July 28, 2010 8:56 pm
We made it into the Hot Biscuit for breakfast. Larry was there at the counter; he said he ate there every morning. We sat at the counter as the regulars filtered in. Our server was Kathy, and next to us on the right was Pastor Maxson from the local Baptist Church. Good spirits all around.
We came to a river called Lake Champlain. I wasn’t sure why it was called a lake, as it was flowing. There was this cord to pull that raises a flag to call the ferry from the other side It was $2 for each bike.
Just before Cornwall, I hit a pothole, and noticed a squeaka-squeaka-squeaka sound coming from my wheel. I stopped to investigate. While I was stopped, BOOM! The rear tire burst. My fault for putting too much air in it at the gas station. While I was squatting to pump air into the tire, rrrriip! The sole of my left shoe tore off. I would have much preferred it been my shorts, because we had the toughest climb of our trip coming up.

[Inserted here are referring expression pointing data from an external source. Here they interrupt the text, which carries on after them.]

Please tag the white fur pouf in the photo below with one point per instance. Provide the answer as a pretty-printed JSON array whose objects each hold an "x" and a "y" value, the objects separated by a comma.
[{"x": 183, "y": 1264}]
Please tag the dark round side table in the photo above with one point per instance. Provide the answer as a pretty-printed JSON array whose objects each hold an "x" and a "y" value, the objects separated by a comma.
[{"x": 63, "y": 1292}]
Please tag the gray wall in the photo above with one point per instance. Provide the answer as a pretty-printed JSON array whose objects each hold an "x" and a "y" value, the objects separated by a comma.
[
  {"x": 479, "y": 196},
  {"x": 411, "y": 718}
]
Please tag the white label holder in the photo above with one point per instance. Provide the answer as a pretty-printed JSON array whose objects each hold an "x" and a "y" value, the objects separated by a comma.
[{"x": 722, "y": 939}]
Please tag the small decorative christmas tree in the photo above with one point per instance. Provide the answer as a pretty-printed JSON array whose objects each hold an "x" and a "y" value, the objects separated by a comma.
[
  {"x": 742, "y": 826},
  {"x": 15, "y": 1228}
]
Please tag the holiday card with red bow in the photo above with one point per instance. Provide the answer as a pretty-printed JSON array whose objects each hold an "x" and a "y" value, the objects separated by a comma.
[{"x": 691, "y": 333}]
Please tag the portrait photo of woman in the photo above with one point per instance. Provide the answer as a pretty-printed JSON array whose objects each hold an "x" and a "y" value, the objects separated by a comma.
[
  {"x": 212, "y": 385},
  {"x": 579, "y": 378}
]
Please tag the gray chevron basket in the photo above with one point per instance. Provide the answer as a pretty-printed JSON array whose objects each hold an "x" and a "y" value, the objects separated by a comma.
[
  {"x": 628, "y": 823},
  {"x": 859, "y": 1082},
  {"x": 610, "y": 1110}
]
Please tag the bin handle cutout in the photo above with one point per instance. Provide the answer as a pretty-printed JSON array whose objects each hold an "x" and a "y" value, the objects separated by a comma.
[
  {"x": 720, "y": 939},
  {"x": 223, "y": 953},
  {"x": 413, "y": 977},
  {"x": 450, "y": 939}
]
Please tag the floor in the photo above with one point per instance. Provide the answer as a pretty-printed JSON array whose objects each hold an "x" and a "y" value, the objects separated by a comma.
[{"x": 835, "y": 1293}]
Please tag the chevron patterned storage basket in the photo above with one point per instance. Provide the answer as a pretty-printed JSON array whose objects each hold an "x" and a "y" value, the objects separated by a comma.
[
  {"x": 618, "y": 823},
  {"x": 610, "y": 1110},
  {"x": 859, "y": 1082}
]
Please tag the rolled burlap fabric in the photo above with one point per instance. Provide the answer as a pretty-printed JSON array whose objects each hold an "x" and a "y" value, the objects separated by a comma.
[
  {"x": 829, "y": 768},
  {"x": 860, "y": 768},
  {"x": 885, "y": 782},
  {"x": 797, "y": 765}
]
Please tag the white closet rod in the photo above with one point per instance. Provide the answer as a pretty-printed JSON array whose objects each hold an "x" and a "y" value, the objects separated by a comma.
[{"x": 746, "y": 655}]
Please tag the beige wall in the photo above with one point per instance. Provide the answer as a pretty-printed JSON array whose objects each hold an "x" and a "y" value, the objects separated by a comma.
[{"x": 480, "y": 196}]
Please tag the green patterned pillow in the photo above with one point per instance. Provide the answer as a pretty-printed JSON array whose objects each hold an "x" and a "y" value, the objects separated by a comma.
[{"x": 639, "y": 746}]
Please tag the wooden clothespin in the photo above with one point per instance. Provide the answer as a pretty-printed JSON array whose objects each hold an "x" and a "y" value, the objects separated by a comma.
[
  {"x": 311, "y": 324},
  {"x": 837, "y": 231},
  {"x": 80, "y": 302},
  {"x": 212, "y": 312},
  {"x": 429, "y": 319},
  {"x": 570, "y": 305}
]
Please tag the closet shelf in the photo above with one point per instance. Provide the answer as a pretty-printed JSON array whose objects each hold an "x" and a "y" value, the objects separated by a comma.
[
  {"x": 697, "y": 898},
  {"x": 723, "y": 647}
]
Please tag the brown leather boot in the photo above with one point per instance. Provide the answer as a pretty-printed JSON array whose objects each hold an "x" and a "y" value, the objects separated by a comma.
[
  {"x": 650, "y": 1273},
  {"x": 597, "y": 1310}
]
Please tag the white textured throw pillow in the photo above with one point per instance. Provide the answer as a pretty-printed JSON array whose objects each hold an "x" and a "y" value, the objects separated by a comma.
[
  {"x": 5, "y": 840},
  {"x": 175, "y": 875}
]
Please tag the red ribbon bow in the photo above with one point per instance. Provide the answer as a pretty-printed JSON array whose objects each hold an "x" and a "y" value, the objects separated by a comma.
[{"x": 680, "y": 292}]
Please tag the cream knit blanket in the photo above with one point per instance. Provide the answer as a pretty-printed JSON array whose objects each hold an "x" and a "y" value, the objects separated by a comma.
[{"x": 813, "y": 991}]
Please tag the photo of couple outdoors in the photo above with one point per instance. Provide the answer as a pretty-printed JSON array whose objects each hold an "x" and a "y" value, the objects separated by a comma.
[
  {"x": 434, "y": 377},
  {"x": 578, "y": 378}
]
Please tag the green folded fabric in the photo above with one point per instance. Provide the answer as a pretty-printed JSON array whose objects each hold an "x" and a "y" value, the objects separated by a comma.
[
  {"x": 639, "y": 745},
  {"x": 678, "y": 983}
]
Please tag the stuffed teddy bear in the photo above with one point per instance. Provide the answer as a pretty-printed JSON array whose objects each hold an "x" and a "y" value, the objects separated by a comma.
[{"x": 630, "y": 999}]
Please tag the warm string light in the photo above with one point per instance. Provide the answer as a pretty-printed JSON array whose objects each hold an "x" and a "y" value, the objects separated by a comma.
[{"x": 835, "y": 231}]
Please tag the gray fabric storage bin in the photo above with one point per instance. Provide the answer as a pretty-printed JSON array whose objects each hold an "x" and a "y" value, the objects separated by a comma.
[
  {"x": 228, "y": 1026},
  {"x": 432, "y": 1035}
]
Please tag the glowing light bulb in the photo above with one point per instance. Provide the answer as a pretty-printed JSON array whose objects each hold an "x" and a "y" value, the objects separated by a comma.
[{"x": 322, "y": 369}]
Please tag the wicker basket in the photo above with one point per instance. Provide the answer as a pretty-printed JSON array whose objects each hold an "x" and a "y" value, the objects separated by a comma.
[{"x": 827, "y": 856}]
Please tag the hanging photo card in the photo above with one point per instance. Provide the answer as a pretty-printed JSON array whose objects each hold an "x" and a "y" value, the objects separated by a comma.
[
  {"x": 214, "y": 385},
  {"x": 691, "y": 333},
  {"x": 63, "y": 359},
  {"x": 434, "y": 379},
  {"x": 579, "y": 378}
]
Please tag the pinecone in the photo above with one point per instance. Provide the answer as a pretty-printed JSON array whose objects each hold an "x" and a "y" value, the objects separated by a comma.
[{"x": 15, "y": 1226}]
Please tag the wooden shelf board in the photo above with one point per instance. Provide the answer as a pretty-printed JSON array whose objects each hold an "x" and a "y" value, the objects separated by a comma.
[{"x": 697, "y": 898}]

Cornwall was small, and unlikely to have a new shoe, or stuff to fix my existing shoe. At a produce stand called the Levalley House Farm Market, Earl offered me some epoxy, but also said that there was a hardware store in Middlebury down the road. He sounded like a Kennedy; he had a Massachusetts way of talking. I was thinking that epoxy would still take an hour to set, so we would go to Middlebury. I just wouldn’t pull up with my left foot.
In spite of the name, Earl and Beth were not the Levalleys. They had bought the place from the previous owners. Business was steady. They had three children, who were away at camp at the moment.
They had wonderful tree-ripened fruit. We got 3 peaches initially. Elliot only wanted one. Then he went back and bought 2 nectarines. Then I went back and got a nectarine. As I stood in line to pay, Earl said not to worry about it.
At the hardware store in Middlebury, I got some contact cement to fix my shoe. The instructions said to allow 1 hour for full cure, so we hung out for a while. I sent some stuff back at the UPS store. Mailed a postcard. We got a foot long at Subway. It was 4 pm by the time we hit the road again.
When we got to the hill, there was road work going on. Although the road was rough, we did not lose traction. Funny thing, pictures don’t capture the steepness of the road. This hill is like Page Mill Road where we live, nothing spectacular. But our whole trip had otherwise been relatively flat. There was a Robert Frost something near the town of Bread Loaf – maybe this is where the poet lived? There were actually two climbs – to Ripton, then again from Bread Loaf to Middlebury Gap.
We reached the town of Hancock, and looked at the Adventure Cycling map. Our original goal for the day was Bethel, but as it was already 6:28 pm, that looked too far. Rochester was just 4 miles away, but only showed B&B’s. There was the Old Hancock Hotel in our present town, so we decided to stop. One of the customers at the general store across the street said that the hotel had really good food.
Diane, the owner, checked us in. She had an interesting life, went to school at Georgetown, got married to someone there, moved to Manhattan, then later to Vermont. She also has lived in LA and Houston. She has been running the Old Hancock Hotel since 1989. Her ex, who is a musician, still works together with her.
The hotel had 4 rooms, and we got room number 1. It was just $65 for two people, and could easily have slept six. There was no air conditioning, no TV, no phone, and no Wi-Fi. The mountain air was moderate, though, and A/C was really not needed. Without the distraction of TV, Elliot got to sleep early. There was a radio to play music, and a reading library.
Later on, I walked half a block down highway 100 to see the Gathering Inn. It had hostel beds for just $25, and Wi-Fi. It was unfortunately located, just barely off the Adventure Cycling route, which turns right on Highway 100 instead of left.
I think I should adjust my thinking. In Vermont, B&B doesn’t necessarily mean expensive.
I have no regrets about our choice of lodging. $65 was a great price, and a thunderstorm started after we got in. Here we are inside our comfortable room, dry and warm.